Building AI Agents with LangChain: A Practical Guide

LangChain has become the most popular framework for building AI agent applications. It provides the abstractions and integrations needed to connect LLMs with tools, memory, and external data sources, enabling developers to create powerful agent systems.

Core LangChain Concepts

Chains

Chains are sequences of operations that process input and produce output. Simple chains link a prompt template to an LLM call. More complex chains can include retrieval, transformation, and multiple LLM calls orchestrated together.

Agents

LangChain agents use LLMs as reasoning engines to decide which tools to call and in what order. The agent receives a task, reasons about the best approach, executes tool calls, observes results, and iterates until the task is complete. LangGraph extends this with stateful, graph-based agent workflows.

Tools

Tools are functions that agents can invoke. LangChain provides built-in tools for web search, calculator, Python REPL, file operations, SQL database queries, and more. Custom tools can be created with simple Python functions decorated with @tool.

Memory

Memory modules allow agents to maintain context across interactions. ConversationBufferMemory stores the full history. ConversationSummaryMemory summarizes past interactions. VectorStoreMemory uses embeddings for semantic retrieval of relevant past context.

Building Your First Agent

A basic ReAct agent in LangChain requires: an LLM instance (OpenAI GPT-4, Anthropic Claude, etc.), a set of tools, and an agent executor. The agent follows a loop of Thought → Action → Observation until it reaches a final answer.

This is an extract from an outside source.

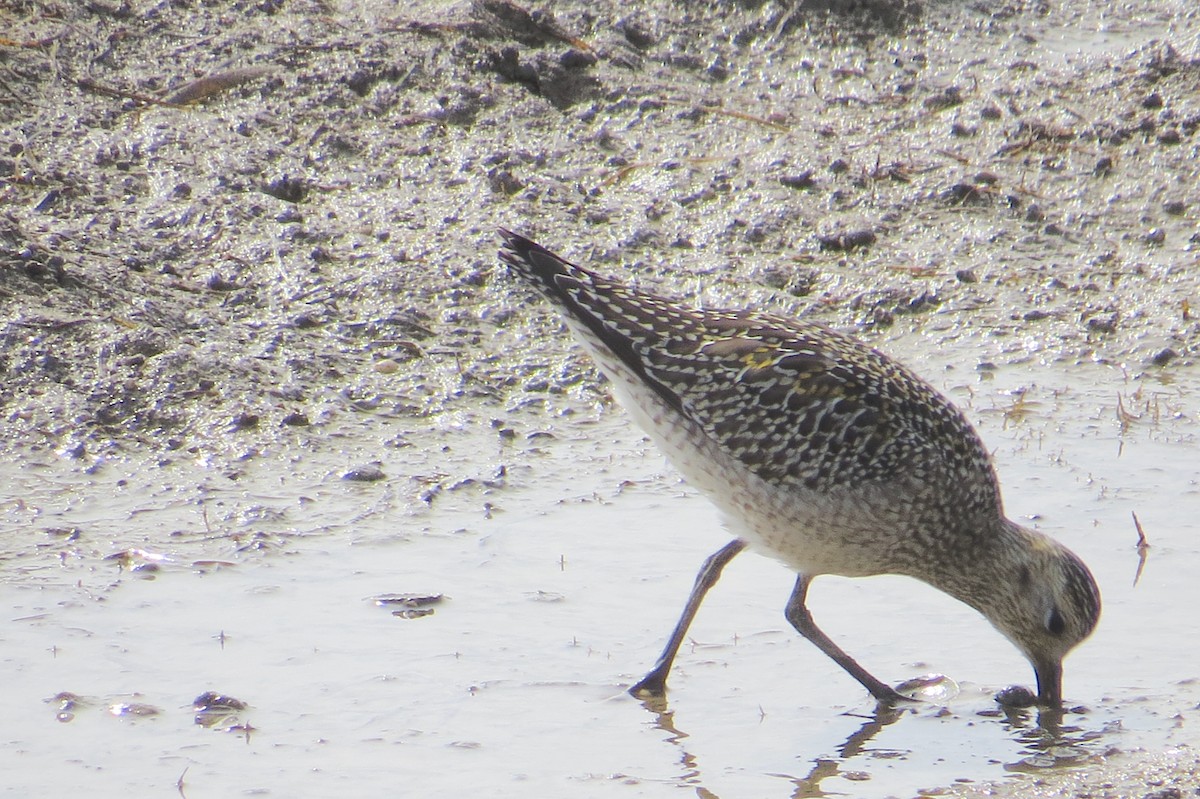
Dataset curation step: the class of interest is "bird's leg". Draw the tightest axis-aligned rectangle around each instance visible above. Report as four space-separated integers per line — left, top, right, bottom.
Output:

LangGraph for Complex Agents

For production-grade agents, LangGraph provides a state machine framework that supports conditional branching, human-in-the-loop checkpoints, persistent state, and subgraph composition. This is ideal for multi-step workflows that require robustness and debugging.

Conclusion

LangChain and LangGraph provide a powerful toolkit for building AI agents. Start simple with chains, progress to ReAct agents, and scale to LangGraph for production applications requiring complex orchestration.